First, he embraced the routine. He was able to — or taught himself to — enjoy each moment and be happy in his work, rather than look at life in the long-term. (“I don’t do much planning, nor care much about tomorrow,” he told Guinness. “All I care about is that tomorrow will be another day.”)  Second, he found purpose in the job. Remember, this is something he almost randomly discovered at age 14; it wasn’t as if he searched for his passion and then made it his job. Instead, he found meaning in the work at hand. Finally, a bit paradoxically, he embraced the very notion of commitment. He taught himself to let it make him happy–otherwise, how could he have stayed that long? (As he put it: “When we do what we like, we don’t see the time go by.”)Look, I know this is just a single story; a single data point in a universe of billions. And as someone who has had more jobs than I could possibly count — and who once went viral after literally quitting a six-figure job after one day — a lot of this mindset is foreign to me.

But, almost everything about it seems the opposite of what we’re told today: Think long-term, follow your passions, embrace change above all else.

Plus, we’re in a moment right now when we really need to examine what makes employees love their work and stay with it.
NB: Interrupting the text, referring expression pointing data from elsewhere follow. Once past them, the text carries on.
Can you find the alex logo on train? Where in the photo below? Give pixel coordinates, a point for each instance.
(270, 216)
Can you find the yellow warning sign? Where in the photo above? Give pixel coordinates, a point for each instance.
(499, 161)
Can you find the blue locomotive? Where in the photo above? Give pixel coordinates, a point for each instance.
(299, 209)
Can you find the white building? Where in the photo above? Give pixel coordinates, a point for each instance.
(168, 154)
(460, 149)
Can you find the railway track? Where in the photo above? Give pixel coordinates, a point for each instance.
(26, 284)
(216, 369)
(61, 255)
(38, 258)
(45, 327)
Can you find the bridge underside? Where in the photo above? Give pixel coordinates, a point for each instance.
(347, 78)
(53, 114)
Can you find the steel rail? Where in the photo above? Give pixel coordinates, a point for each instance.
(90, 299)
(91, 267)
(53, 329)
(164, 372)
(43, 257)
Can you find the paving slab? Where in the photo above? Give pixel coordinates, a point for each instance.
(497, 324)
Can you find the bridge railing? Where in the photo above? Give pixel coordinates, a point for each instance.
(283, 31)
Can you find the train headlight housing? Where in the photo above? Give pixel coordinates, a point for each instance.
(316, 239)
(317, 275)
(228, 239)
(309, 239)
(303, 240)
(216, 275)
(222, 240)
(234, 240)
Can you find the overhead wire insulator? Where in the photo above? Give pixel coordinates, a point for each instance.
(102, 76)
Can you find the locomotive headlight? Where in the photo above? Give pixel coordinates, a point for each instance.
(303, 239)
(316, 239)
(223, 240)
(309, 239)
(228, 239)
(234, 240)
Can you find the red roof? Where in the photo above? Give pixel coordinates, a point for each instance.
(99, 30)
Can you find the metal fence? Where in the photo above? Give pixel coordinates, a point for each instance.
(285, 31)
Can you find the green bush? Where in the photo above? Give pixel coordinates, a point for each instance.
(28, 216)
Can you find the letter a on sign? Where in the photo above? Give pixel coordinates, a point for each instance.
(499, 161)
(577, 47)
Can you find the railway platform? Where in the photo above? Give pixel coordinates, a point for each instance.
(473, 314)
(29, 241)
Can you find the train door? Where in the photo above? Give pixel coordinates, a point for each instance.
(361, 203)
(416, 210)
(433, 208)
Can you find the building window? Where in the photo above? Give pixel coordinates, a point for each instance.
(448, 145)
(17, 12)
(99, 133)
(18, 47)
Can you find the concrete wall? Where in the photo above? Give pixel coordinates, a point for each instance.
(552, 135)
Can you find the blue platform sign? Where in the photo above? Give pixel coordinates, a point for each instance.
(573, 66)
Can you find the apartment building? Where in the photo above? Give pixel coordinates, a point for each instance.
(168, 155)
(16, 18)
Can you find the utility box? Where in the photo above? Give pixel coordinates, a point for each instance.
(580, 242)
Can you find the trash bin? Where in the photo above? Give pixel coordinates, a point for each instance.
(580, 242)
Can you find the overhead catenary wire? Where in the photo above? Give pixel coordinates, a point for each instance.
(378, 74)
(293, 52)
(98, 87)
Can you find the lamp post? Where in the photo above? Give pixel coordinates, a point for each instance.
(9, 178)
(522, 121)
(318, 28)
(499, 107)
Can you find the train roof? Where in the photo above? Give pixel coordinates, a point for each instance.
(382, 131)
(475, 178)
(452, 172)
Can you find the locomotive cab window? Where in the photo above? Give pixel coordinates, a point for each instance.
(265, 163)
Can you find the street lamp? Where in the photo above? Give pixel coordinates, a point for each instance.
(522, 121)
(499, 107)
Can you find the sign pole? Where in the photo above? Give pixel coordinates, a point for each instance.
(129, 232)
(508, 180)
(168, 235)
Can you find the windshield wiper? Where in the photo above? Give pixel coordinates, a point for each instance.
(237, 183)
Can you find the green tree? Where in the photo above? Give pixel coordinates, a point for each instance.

That’s true whether you’re looking for a fulfilling job–or perhaps more relevantly, looking for motivated employees who will join your company and stay with you.

Granted, I doubt you want them to stick around for 80 years; I mean, outside of Orthmann, who does that? 

Still, I might start with asking yourself whether the job you’re trying to fill could truly offer those three key attributes: purpose, commitment, and routine.

You don’t need to set out to set a new record to see that they might pay off for you, too.